Big Data, Big Junk

"You must not waste food," I was told a lot as a picky eater. And it was not just about food wastage. We got lessons each time we forgot to switch off the fan, or accidentally kept the TV on, or scribbled something unimportant in our precious notebooks. But because of our misunderstanding of what constitutes waste, we've forgotten the art of throwing things away.

The word waste has two meanings.

(1) waste: The act of expending something carelessly, extravagantly, or to no purpose.

(2) waste: Unwanted or unusable material, substances, or by-products.

When we hear the word waste, usually the first definition above comes to mind. And we immediately go into "avoiding waste mode," sometimes to the detriment of hoarding stuff we don't really need. And the society drills this "anti-waste" lesson very covertly. For example, a parent can accuse a child of wasting food, without drawing attention to the fact that the parent also contributed to the wastage by knowingly giving the child food that she hated.

However, the rest of the article is going to be about the second definition above. The unwanted or unusable things that we should definitely get rid of.

I'm not a productivity buff, but I am happier when I'm doing a lot of things. Doesn't matter if it's reading books, writing an intricate piece of software, or figure out the source code of DuckDB. Today, as I was re-reading David Allen's Getting Things Done®, I saw a phrase:

"Some executives I have coached have found it extremely useful to arrange for a large trash bin to be parked immediately outside their offices the day we work together!"

The bigger context above is that as you organise and write ideas on pieces of paper, there's a lot that you'll throw away because they didn't pan out. As I read that line, however, it occurred to me that an under-appreciated art is that of throwing unwanted things away.

For example, as a programmer, I know that many novices initially learn to "not waste code." They don't want to write something that they will have to rewrite. They focus heavily on getting the specs right, not chasing a moving goal post, and the likes. We all like "agile," but only as long as the development is incremental rather than iterative (they both are not the same thing).

Experienced programmers, however, do plenty of proofs-of-concepts with throwaway code to clarify a problem and experiment with new ideas. Once you obtain new understanding, you usually don't need original notes or apparatus in order to "keep that understanding." They might come in handy when you're communicating with someone else, but we're not going there.

Only in school do you need to show your work. In the real-world, you just need to show that it works, and how you got there usually is far more amorphous than a typical school-grade math problem.

In short, we tend to not throw away things that we should, assuming that it is the "unethical kind of wastage."

Technology appears to solve the waste management problem, but all it does is make it easier for us to hoard. We no longer have to make that judgement between important vs. unimportant, or necessary vs. unnecessary.

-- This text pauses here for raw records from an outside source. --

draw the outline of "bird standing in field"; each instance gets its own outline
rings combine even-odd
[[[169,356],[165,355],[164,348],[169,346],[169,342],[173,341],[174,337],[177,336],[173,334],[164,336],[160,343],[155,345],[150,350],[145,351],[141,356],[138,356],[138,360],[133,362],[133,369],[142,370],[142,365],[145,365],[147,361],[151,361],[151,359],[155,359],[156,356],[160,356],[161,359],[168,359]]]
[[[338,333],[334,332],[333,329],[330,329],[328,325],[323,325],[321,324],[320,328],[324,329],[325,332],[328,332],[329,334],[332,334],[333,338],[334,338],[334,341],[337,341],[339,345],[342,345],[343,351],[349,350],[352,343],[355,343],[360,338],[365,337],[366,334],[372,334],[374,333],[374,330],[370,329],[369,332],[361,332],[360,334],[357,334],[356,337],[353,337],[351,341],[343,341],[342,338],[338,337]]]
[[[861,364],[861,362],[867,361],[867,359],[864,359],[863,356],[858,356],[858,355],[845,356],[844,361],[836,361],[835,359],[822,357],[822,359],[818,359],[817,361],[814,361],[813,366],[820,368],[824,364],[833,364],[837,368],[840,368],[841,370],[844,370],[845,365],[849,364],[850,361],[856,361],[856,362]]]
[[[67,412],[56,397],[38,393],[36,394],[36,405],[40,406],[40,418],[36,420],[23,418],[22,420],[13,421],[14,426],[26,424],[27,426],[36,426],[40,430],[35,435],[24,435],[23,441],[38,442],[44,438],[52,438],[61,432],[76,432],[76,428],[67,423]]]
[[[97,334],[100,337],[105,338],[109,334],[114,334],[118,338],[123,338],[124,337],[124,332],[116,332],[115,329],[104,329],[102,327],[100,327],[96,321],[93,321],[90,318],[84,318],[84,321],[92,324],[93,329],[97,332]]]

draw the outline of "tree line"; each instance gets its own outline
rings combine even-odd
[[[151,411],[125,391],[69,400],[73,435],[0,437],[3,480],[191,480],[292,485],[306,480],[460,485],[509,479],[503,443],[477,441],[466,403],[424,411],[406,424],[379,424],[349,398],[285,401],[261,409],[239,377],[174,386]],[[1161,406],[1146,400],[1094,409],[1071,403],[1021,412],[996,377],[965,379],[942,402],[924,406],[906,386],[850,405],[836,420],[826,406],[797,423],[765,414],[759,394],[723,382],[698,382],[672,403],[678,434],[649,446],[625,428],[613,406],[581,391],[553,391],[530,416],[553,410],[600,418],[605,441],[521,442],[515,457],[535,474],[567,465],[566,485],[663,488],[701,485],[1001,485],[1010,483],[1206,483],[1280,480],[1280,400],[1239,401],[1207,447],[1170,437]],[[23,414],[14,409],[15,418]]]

We just keep them all.

For example, in the early days, emails had limited space. You had to delete stuff if you wanted to clear up space for new emails. The same was with SMSes and contact lists on our cell phones. In many cases, if you were into sales for example, the inbuilt capacity was not enough. And you found such people with organisers to keep track of people they've met, their history, etc.

However, ever since Gmail started offering a 1GB storage (and at the time, "ever increasing"), the necessity to go back and delete emails went down drastically. There is a difference between keeping something important for long-term, and avoiding "clearing up the waste basket because the basket is so big."

In this data-hungry world, we hoard things as much as possible, because "who knows when something might come in handy?" What goes for a toss is our judgement of what's useful and what's not.

We're so artful about finding shiny new things, that we forgot the art of throwing away the unwanted. And without the crucial skill to judge the importance of something, we won't recognise gold even if we see it, and we'd think a piece of copper is a 105 carat diamond. Quantity cannot solve quality.

To be more relaxed, throw unwanted things away. Maybe it's your unwanted inventory that's been keeping you from achieving what you truly want.